In some cases, Harris said, though their students are back five days a week, roughly 50 percent of families indicated they weren’t comfortable sending their kids back. Since the classes are only half full, those districts can have kids back all day for five days a week, Harris said.

One example was at Clovis Unified School District, which has an enrollment of 43,000 students, but about 20,000 who haven’t returned to in-person instruction, Harris said.

“Here, where we have older classrooms that weren’t designed to be large spaces, we’ve got 90 percent of our families who want to be back in person,” he said. “We just don’t have the space when we seat kids three feet apart. That might be 20-22 kids in a space, which is fine for kindergarten, but it does’t work for a sixth-grade class at Crescent Elk or a high school class.”

According to Harris, however, Newsom’s announcement that the state will go back to business as usual June 15 may mean that the CDPH Blueprint for a Safer Economy will sunset then too.

“There’s no indication on what the state Department of Public Health will put out as guidelines, if they even have any guidelines,” Harris told the Outpost. “It’s going to be a waiting game.”

Though it looks like guidelines may change, Harris said the district’s director of grants and community outreach, Michael Hawkins, is still working on the advocacy campaign for DNUSD to submit to the governor.

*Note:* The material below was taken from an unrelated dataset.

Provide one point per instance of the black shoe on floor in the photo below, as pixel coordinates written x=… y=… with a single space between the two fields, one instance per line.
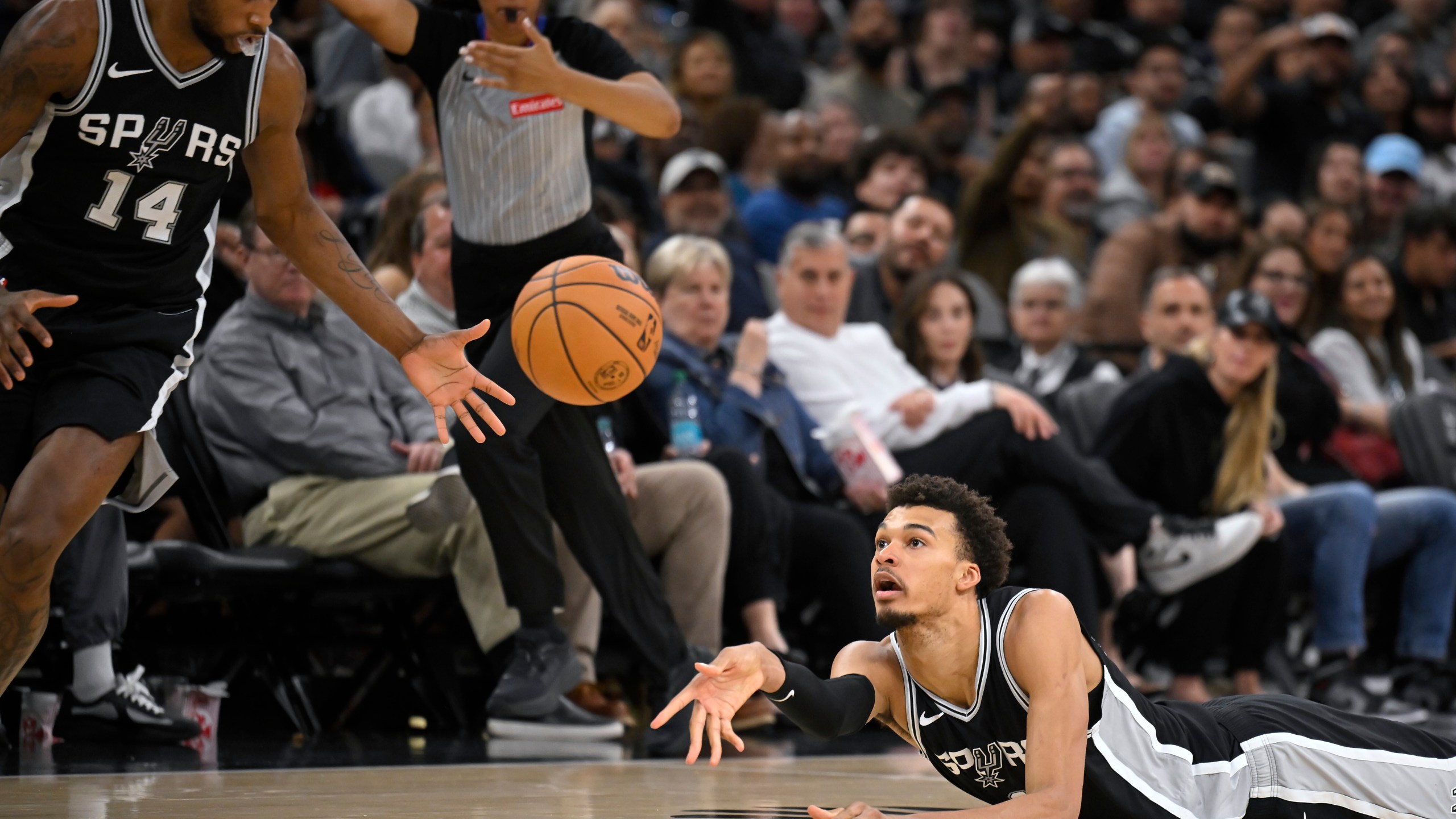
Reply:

Harris said they hope to have it before the DNUSD Board of Trustees next Thursday and begin collecting letters so they can get them to the state as they start developing rules for the next school year.

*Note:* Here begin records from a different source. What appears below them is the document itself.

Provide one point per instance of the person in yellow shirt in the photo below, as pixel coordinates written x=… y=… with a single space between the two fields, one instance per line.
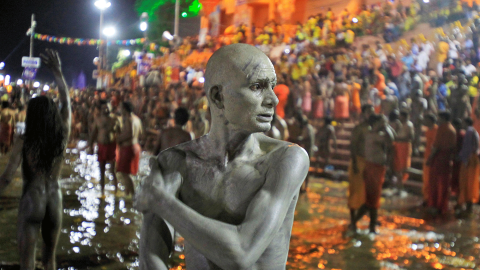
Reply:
x=442 y=51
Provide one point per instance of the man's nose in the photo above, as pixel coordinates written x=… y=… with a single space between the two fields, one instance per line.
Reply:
x=270 y=99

“Without hearing from families, without understanding the needs of small communities, we’re still going to be held to whatever they think is best for Sacramento, San Diego, LA, whatever,” he said.

Rehwaldt said he expects a new batch of guidance documents from CDPH next week and is asking people to check the state’s COVID-19 web page for more information. This may include guidance for gatherings, weddings, graduations and other events.

In Del Norte County, Public Health staff and other medical professionals administered 12,000 COVID-19 vaccine doses and have inoculated 43 percent of the county’s seniors, Rehwaldt said. He noted that the U.S. Centers for Disease Control and Prevention and the Food and Drug Administration paused use of the Janssen vaccine due to rare cases of blood clotting in young women.

“For anyone who has had this vaccine, the symptoms to watch for are severe headache, trouble breathing with or without chest pain, abdominal pain, especially sudden and severe pain, and, finally, leg pain, redness or swelling,” Rehwaldt wrote. “But, having said that, everyone who has received the Janssen vaccine in our county should still recognize that this problem is extremely unlikely to occur.”

The Del Norte Public Health Branch will begin using the state’s My Turn online registration system for distributing vaccines starting next week.

In Del Norte County, there were eight new coronavirus cases reported to the Public Health Branch on Wednesday, making for a total of 32 active cases. One person is in the hospital currently.

There have been a total of 1,271 cases in Del Norte County and seven deaths since the pandemic began, according to the county’s COVID-19 Information Hub.